O WhatsApp dominou a comunicação interpessoal e se impôs sobre a sociedade com uma força avassaladora, tanto para o bem quanto para o mal. Ninguém se relaciona mais da mesma forma e as relações pessoais tiveram que se adaptar; os stickers passaram a dizer mais que mil palavras; comandos e buscas por voz chegaram para ficar e, enquanto isso, a navegação “tradicional’ se tornou cada vez mais “coisa de gente velha”.

Já dizia Tim Berners-Lee, o pai da Web, quando da ascensão e consequente consagração do Facebook: “as mídias sociais estão matando a web”. A previsão da lenda da internet se mostrou mais do que acertada: aplicativos de mídias sociais, de mensagem direta, market places mobile e apps de serviço tiraram as pessoas do browser e criaram um atalho mental irreversível – para que abrir um browser, procurar uma URL e realizar uma busca dentro de um site se basta abrir a tela do celular e clicar em um aplicativo?

Seguindo à risca o eterno mistério da humanidade sobre Tostines – se foram as mudanças de comportamento da sociedade que catapultaram a adoção de novas formas de interação com a internet ou se as novidades é que levaram a sociedade a adotar novos padrões, a década de 2020 tem visto um boom de inovações, muitas nos deixando boquiabertos. Estamos falando da ascensão do ChatGPT e as possibilidades oferecidas pela inteligência artificial, a Web 3.0 e, claro, as promessas de Metaverso e realidade virtual.

Mas por que será que a internet não é mais a mesma? Só para nos deixar com aquela pulguinha persistente atrás da orelha, durante a SXSW, Amy Webb, CEO da Future Today Institute, trouxe um questionamento importante, que provavelmente guiará a tomada de decisão de quem trabalha com o mundo digital: afinal, para onde vai a internet?

Disse ela que, a partir de agora, é a internet que busca os usuários e não o contrário – o que faz total sentido, uma vez que plataformas digitais conhecem mais e melhor dos padrões de interesse e comportamento dos usuários do que seus amigos e parentes. A futurista salientou, ainda, que a adoção cada vez mais corriqueira da inteligência artificial (IA) trará ainda mais controle sobre o que pensa, sente e deseja o navegante digital – e todo esse conhecimento, claro, mais do que trazer funcionalidades simples para os usuários, engorda as bases de dados dos grandes provedores e plataformas de serviços virtuais.

A forma como os antes chamados “internautas” lidavam com informações e procuravam por produtos e serviços muda bruscamente com buscadores cada vez mais espertos e soluções de machine learning como o ChatGPT trazem, a reboque, uma facilidade ainda maior de se encontrar tudo em todo lugar ao mesmo tempo (sem trocadilhos com o campeão do Oscar, por favor).
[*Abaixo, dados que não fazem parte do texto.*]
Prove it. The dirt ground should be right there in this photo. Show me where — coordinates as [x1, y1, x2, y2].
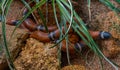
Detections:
[7, 0, 120, 70]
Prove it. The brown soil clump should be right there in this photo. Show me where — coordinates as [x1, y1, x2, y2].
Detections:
[96, 12, 120, 57]
[14, 38, 59, 70]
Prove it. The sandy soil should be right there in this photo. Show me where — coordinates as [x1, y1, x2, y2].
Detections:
[5, 0, 120, 70]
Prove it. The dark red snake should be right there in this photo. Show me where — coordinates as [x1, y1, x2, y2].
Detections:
[7, 0, 111, 53]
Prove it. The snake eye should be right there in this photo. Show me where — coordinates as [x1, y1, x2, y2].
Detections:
[100, 31, 112, 39]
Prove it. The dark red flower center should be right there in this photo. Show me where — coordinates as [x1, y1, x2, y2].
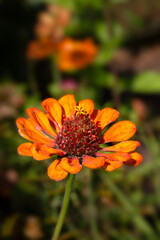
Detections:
[57, 114, 101, 157]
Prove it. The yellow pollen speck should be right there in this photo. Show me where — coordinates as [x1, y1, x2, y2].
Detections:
[75, 106, 87, 115]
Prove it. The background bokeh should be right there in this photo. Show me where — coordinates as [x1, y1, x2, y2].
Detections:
[0, 0, 160, 240]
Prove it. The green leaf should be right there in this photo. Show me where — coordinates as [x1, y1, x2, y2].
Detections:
[131, 71, 160, 94]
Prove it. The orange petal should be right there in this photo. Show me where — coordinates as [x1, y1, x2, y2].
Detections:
[101, 141, 140, 152]
[41, 98, 62, 127]
[60, 157, 82, 174]
[103, 121, 136, 142]
[26, 108, 57, 137]
[31, 143, 65, 160]
[48, 160, 68, 181]
[95, 108, 119, 129]
[78, 99, 94, 115]
[18, 128, 55, 147]
[103, 160, 123, 172]
[58, 94, 76, 118]
[125, 152, 143, 167]
[17, 143, 32, 156]
[16, 118, 36, 130]
[96, 152, 131, 162]
[16, 118, 41, 133]
[82, 156, 105, 169]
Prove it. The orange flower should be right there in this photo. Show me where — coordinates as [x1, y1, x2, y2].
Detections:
[26, 39, 56, 60]
[17, 95, 142, 181]
[57, 38, 98, 71]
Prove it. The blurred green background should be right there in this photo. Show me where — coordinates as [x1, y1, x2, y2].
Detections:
[0, 0, 160, 240]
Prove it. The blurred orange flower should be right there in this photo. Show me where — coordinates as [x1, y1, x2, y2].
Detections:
[17, 95, 142, 181]
[26, 39, 56, 60]
[57, 38, 98, 71]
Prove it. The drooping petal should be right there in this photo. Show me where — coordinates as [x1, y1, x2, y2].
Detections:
[103, 121, 136, 143]
[78, 99, 94, 115]
[18, 128, 55, 147]
[26, 108, 57, 137]
[101, 141, 140, 152]
[31, 143, 65, 160]
[41, 98, 62, 127]
[60, 157, 82, 174]
[82, 156, 105, 169]
[124, 152, 143, 167]
[96, 152, 131, 162]
[48, 160, 68, 181]
[95, 108, 119, 130]
[16, 118, 36, 130]
[58, 94, 76, 118]
[103, 160, 123, 172]
[17, 143, 32, 156]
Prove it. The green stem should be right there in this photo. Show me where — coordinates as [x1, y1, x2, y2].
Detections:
[51, 174, 75, 240]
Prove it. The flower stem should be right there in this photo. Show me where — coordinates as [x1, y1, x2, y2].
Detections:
[51, 174, 75, 240]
O problema que teremos que encarar é o uso que será feito com toda essa inteligência e facilidade. A partir do momento em que uma ferramenta demonstra ser capaz de escrever uma redação recheada de argumentos e dados, quem se dará ao trabalho de pesquisar? Estará o Google ameaçado por tamanha revolução ou este é apenas o despertar para uma nova era das buscas? E os sites, redes sociais que conectam pessoas a pessoas, blogs e aplicações de conteúdo, resistirão? E, se sim, até quanto?